No. 21-7399

Rosalind A. Clayton v. Louis DeJoy, Postmaster General, et al.

Lower Court: Eighth Circuit
Docketed: 2022-03-17
Status: Denied
Type: IFP
Response WaivedIFP
Tags: age-discrimination civil-rights due-process eeoc-administrative-remedies employment-discrimination equal-protection exhaustion-of-administrative-remedies federal-employees subject-matter-jurisdiction title-vii
Latest Conference: 2022-04-29
Question Presented (from Petition)

Where the Courts decision egregiously conflicts with Supreme Court Fort Bend County, Texas v. Davis 18-525 and 29 C.F.R. 1613.513, as amend. Was petitioner's "due process rights" violated? When the Appellate Court affirmed the judgment of the District Court in dismissing petitioner's age claims 29 U.S.C. 621 et. seq. for "lack subject matter jurisdiction", on the basis the petitioner "failed to exhaust her EEOC administrative remedies" where the above statue eliminates the exhaustion requirement for federal employees on age claims.

2. Did the district court correctly calculated APWU's 6-month time barred timeline?

3. After a case sat in the EEOC more than 180 days is it considered exhausted?

4. Can a court deny a motion to reconsider that violates the 14th Amendment rights?

5. USPS affirmative defense is a perjured statement "Plaintiff failed to exhaust her EEOC administrative remedies". Does this violate petitioner due process rights?

6. Was the petitioner entitled to an excusable neglect on her 2nd extension of time?

7. Did USPS timely raise its lack of subject matter jurisdiction claim Mar. 24,2020?

8. When a black employee is injured at work by white co-worker approved; OWCP, never received any OWCP compensation benefits for her injury or absences; USPS used the approved OWCP absences against the employee attendance record to deny job reassignment. Is this fair & equal treatment for the black employee to be approved for OWCP, benefits and not receive OWCP benefits?

9. Did district court abuse authority taking 19 days to respond 2nd extension of time?

10. Did district court violate petitioner 14th amendment rights, untimely entered 2AC?

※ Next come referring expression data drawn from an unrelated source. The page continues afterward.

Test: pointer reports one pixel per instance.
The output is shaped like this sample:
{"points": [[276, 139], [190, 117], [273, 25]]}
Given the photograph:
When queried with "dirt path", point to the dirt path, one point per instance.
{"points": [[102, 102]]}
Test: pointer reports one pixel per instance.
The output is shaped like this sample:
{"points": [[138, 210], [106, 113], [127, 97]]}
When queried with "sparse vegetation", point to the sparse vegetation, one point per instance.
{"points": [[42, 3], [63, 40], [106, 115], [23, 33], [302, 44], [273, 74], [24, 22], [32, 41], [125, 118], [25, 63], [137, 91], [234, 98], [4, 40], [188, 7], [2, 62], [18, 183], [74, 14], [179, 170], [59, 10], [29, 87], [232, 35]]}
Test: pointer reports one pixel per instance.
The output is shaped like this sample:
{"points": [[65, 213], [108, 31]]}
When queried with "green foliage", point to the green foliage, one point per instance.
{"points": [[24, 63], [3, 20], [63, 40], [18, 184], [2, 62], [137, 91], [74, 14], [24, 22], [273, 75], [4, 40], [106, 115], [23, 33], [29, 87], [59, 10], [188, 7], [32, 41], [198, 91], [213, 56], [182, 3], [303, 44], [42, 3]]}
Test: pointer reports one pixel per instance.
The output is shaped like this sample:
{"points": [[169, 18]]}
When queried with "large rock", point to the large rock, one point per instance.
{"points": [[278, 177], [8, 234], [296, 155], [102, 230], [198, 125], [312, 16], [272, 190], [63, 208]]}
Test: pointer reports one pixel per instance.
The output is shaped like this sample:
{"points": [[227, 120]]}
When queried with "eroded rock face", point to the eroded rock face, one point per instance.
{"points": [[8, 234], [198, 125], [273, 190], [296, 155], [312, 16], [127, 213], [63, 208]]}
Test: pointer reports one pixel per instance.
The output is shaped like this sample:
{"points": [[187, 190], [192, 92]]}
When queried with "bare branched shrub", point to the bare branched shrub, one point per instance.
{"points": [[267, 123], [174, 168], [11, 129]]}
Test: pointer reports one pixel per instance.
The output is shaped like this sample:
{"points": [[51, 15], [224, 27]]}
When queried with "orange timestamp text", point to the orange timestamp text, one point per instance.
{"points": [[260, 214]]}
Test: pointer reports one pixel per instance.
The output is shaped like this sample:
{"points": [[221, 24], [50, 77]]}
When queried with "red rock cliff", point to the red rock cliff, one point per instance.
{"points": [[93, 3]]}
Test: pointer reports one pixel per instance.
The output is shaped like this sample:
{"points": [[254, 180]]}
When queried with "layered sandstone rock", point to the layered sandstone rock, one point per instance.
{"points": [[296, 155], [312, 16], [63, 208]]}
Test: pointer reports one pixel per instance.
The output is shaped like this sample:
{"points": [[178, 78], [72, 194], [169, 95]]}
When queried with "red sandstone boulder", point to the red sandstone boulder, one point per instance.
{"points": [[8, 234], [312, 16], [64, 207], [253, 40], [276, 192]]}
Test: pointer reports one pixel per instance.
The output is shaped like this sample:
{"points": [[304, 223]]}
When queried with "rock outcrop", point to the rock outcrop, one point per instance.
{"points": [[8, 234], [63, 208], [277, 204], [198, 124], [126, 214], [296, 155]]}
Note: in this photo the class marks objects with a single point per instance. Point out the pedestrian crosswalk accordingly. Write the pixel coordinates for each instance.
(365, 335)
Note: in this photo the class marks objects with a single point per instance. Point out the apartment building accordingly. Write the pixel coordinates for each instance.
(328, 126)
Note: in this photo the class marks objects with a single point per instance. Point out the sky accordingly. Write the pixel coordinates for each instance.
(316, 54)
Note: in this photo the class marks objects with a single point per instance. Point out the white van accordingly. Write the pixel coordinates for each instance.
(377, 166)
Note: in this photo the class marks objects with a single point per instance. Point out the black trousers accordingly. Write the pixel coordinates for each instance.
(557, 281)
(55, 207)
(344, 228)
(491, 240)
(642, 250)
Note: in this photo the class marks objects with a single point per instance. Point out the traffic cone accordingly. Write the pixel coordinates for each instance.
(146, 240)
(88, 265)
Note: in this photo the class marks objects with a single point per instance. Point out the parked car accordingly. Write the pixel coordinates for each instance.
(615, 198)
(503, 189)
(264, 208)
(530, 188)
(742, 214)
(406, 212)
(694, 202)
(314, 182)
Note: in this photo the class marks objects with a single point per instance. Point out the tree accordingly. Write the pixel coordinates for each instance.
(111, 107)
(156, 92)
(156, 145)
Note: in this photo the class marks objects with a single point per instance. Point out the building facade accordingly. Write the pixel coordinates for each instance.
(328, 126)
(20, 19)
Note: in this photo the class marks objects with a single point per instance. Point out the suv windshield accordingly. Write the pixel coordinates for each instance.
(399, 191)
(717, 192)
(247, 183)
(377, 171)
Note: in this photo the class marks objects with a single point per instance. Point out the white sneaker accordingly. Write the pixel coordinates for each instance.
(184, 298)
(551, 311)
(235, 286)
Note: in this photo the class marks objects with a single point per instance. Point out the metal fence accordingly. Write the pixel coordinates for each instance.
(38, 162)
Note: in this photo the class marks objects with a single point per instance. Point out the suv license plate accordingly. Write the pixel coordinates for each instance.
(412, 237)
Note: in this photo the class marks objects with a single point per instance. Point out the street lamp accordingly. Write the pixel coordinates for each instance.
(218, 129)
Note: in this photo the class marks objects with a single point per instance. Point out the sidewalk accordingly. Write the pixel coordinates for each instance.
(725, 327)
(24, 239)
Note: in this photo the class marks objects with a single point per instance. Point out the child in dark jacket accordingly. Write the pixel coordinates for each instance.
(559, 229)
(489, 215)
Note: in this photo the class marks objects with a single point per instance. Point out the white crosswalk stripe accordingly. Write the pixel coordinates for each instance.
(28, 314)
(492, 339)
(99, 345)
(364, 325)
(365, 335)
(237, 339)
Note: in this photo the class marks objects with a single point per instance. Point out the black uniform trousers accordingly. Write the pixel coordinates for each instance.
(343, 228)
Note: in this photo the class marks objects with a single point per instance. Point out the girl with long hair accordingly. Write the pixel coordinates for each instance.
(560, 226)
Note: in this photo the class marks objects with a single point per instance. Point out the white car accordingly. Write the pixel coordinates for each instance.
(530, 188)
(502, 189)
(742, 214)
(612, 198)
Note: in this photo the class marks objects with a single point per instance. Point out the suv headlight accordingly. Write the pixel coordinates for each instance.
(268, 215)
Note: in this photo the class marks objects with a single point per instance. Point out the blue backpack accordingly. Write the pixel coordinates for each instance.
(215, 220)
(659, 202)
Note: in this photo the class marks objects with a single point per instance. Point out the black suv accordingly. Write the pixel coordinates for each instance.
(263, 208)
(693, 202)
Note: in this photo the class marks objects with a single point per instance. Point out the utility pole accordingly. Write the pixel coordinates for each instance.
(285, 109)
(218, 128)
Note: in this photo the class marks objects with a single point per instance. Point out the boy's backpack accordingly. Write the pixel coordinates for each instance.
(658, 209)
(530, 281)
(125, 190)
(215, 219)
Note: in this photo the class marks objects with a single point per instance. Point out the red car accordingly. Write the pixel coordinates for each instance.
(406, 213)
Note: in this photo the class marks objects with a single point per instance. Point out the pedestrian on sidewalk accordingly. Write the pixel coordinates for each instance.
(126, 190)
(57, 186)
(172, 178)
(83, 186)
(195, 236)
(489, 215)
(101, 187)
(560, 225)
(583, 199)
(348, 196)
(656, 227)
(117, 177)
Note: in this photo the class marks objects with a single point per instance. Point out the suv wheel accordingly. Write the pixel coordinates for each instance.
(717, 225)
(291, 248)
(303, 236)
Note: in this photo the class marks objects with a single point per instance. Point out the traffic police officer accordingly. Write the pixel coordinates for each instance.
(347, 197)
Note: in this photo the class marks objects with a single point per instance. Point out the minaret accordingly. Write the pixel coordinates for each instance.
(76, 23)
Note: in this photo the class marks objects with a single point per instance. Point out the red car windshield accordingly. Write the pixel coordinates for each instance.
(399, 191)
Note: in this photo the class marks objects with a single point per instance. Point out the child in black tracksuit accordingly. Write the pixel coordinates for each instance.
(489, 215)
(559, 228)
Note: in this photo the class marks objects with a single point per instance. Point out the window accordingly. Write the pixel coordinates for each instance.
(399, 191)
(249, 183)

11. 1 AC - 4AC the first 8 Exhibits A-1- A-8 are paycheck stubs, is direct evidence that USPS stolen 21 days of COP wages while I was disabled. App. C 93a page ID 112a -124a: Does Ledbetter Fair Pay Act protect older, black, disabled women?

12. In the petitioner 1 AC App. C 93a there are 22 paragraphs of factual allegations missing from the district court records. The district judge affirmed plaintiff filed 19 pages and 74 paragraphs of factual allegations complaint. App. B at 21a. The court deprived me of an opportunity to be heard to present evidence that the case was well pled in the1AC. Are the missing court records a due process violation?

Question Presented (AI Summary)

Where the Courts decision egregiously conflicts with Supreme Court Fort Bend County, Texas v. Davis 18-525 and 29 C.F.R. 1613.513, as amend. Was petitioner's 'due-process-rights' violated?

Docket Entries

2022-05-02
Petition DENIED.
2022-04-14
DISTRIBUTED for Conference of 4/29/2022.
2022-03-30
Waiver of right of respondent APWU to respond filed.
2022-03-21
Waiver of right of respondent DeJoy, Postmaster General, Louis, et al. to respond filed.
2021-12-23
Petition for a writ of certiorari and motion for leave to proceed in forma pauperis filed. (Response due April 18, 2022)

Attorneys

APWU
Sherrie A HallWorkers Rights Law Firm, Respondent
DeJoy, Postmaster General, Louis, et al.